NCPA - National Center for Policy Analysis

Diplomatic Rifts Aside, U.S. Interests are Closely Tied to Those of Europe

March 20, 2003

Some public commentators speculate that the deepest interests of the U.S. and Europe are diverging. But cooler heads recognize that, in economic terms, the nations of the developed world have never been so dependent on one another.

That's true in terms of investment, trade and government relief programs. Experts caution that increasing frictions among allies will exact an economic price on which few people are focusing.

  • Consider that our current account deficit must be financed by foreigners to the tune of as much as $500 billion a year.
  • Foreign investors own 36 percent of American government debt, up from 17 percent as recently as 1984 -- and foreigners hold 18 percent of our corporate debt.
  • As for the flow of goods, American imports have risen sharply -- to 17 percent of gross domestic product, from about 5 percent in 1970.
  • We incorporate no small share of imported materials into the products we make -- with, for example, more than 66 percent of materials in our footwear and leather products originating abroad.
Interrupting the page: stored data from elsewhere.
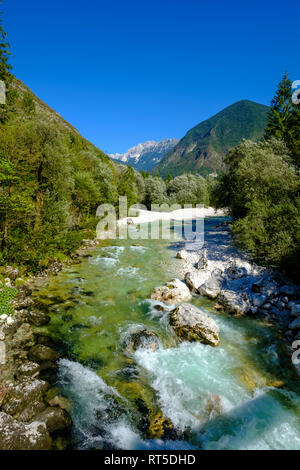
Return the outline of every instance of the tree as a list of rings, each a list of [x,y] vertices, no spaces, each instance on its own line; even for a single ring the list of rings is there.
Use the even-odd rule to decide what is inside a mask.
[[[10,222],[18,216],[26,217],[33,204],[27,188],[22,188],[21,178],[17,175],[14,165],[0,158],[0,219],[2,220],[2,251],[6,247]]]
[[[271,102],[265,135],[283,140],[299,166],[300,110],[299,105],[293,103],[292,95],[292,81],[285,73]]]
[[[139,202],[139,196],[137,194],[135,185],[135,175],[132,165],[125,170],[121,176],[121,181],[118,186],[118,192],[120,196],[127,196],[127,207],[129,208],[133,204]]]
[[[168,185],[170,181],[172,181],[172,179],[173,179],[173,176],[170,173],[168,173],[166,177],[166,184]]]
[[[0,2],[0,4],[2,1]],[[2,12],[0,12],[2,15]],[[6,40],[6,32],[2,27],[2,19],[0,18],[0,80],[3,80],[6,85],[10,82],[11,74],[10,70],[12,66],[9,64],[9,56],[11,55],[10,52],[10,45],[9,42]]]
[[[300,180],[287,146],[274,137],[244,140],[226,156],[213,188],[216,207],[229,209],[236,243],[262,264],[299,276]]]
[[[168,202],[166,194],[166,183],[158,177],[150,176],[145,180],[145,197],[143,203],[148,209],[151,204],[164,204]]]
At the same time, American producers need foreign markets -- just as foreign enterprises need access to ours.

Some observers warn that this interdependence of trade and capital flows is in jeopardy. They cite the fact that deteriorating relations between President Vicente Fox of Mexico and President Bush over Iraq and terrorism have already resulted in a cooling of important discussions about changes to trade and immigration agreements. And there is a long agenda of trade grievances and needed changes around the world -- both among rich countries and between nations rich and poor.

Source: Jeff Madrick (Cooper Union and New School University), "Economic Scene: American Unilateral Bravado Regarding the War Would Be Misplaced and Could Be Costly When It Comes to the Economy," New York Times, March 20, 2003.